If you’ve ever watched Marie Kondo, you know that electronics make up a big part of your home decor.
Whether we like it or not, we’re awash in electronics that are connected to nearly every part of our lives. If you haven’t considered the cost of these electronic appliances, now is the time to do it.
Because your home is likely producing a lot of electronic waste (often called “e-waste”).
While you’re probably already recycling the typical household items like plastics, cardboard boxes, etc, you’re perhaps not recycling those electronics. What happens to them when you upgrade to that new phone or laptop? Where do they end up?
Here’s an alarming statistic to help answer the question: We are producing 50 million tons of electronic waste each year. Even worse, that number is growing.
The team at Adepem put together this revealing infographic that demonstrates the global scale of e-waste. Along with some sobering statistics about e-waste, there are also some helpful solutions regarding what can be done through recycling and reusing our electronics.
The good news: Nearly 100% of electronics are recyclable.
The bads news: We currently only recycling around 20% of electronics.
Despite the amount of work to be done on e-waste, there’s some great news for consumers here. They will save a lot of money through better management of electronics. When they shift to repairing and reusing electronics, the difference in cost can be staggering. For example, a refrigerator averages $290 to repair while it can cost up to $8000 to replace on the high end.
Finally, governments, industry, and everyday citizens are coming together to solve the problem of e-waste. Many regions are passing “right to repair” legislation that makes it easier for people to reuse and recycle their electronic goods. The bottom line here is that all of these groups are realizing that they have a crucial part to play in reducing electronic waste.

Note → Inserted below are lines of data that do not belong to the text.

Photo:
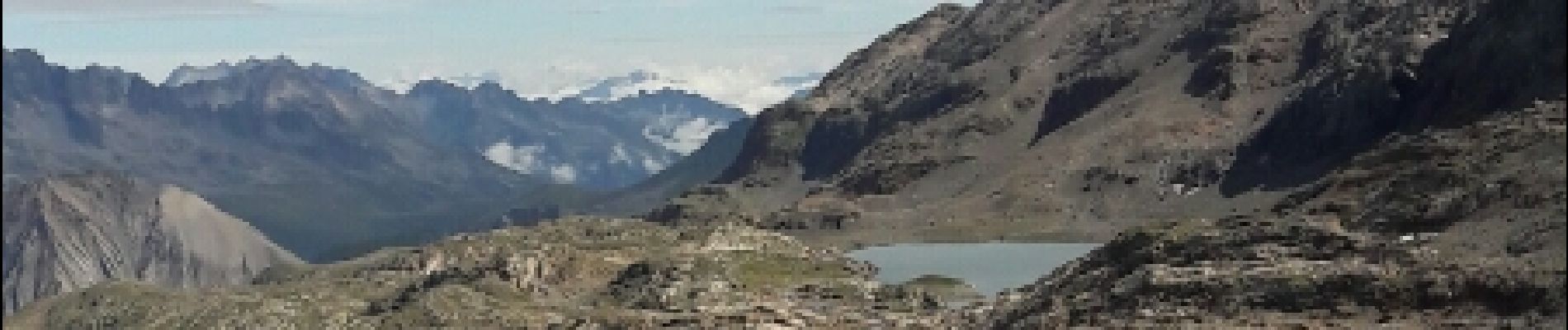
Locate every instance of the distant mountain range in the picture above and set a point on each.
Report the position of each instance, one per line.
(1249, 165)
(750, 99)
(329, 165)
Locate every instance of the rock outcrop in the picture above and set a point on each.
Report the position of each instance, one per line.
(1078, 120)
(329, 165)
(68, 233)
(1449, 229)
(564, 274)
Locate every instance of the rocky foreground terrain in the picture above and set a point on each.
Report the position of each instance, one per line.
(73, 232)
(1250, 163)
(566, 274)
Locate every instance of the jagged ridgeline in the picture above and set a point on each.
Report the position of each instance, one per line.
(71, 232)
(331, 166)
(1250, 163)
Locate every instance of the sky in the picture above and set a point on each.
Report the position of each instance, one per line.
(532, 45)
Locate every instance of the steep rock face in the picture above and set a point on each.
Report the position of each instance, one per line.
(68, 233)
(564, 274)
(329, 165)
(1076, 120)
(1458, 227)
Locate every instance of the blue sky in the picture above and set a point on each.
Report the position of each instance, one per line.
(535, 45)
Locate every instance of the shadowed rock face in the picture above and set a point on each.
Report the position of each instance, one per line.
(66, 233)
(1076, 120)
(564, 274)
(1458, 227)
(331, 166)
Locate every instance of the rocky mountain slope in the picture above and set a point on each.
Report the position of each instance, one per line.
(68, 233)
(329, 165)
(1319, 165)
(1449, 229)
(566, 274)
(1078, 120)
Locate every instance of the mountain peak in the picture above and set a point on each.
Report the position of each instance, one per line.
(71, 232)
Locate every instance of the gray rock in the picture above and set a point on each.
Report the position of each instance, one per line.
(68, 233)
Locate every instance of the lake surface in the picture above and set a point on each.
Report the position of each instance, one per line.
(988, 266)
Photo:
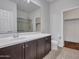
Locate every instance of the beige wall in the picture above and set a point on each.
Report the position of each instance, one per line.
(71, 14)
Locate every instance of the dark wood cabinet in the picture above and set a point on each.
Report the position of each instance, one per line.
(47, 44)
(35, 49)
(12, 52)
(30, 50)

A big driver of the e-waste crisis is that it is very easy for people to upgrade their electronic device (by purchasing a new one) rather than reusing, recycling, or repairing existing devices. New right to repair laws and initiatives are being set up to change that dynamic by requiring companies to offer consumers better options for reusing and recycling electronics products.
So let’s recap: Consumers save. Businesses and governments cooperate. The environment is made cleaner.
Right to repair sure seems like a win for everyone involved.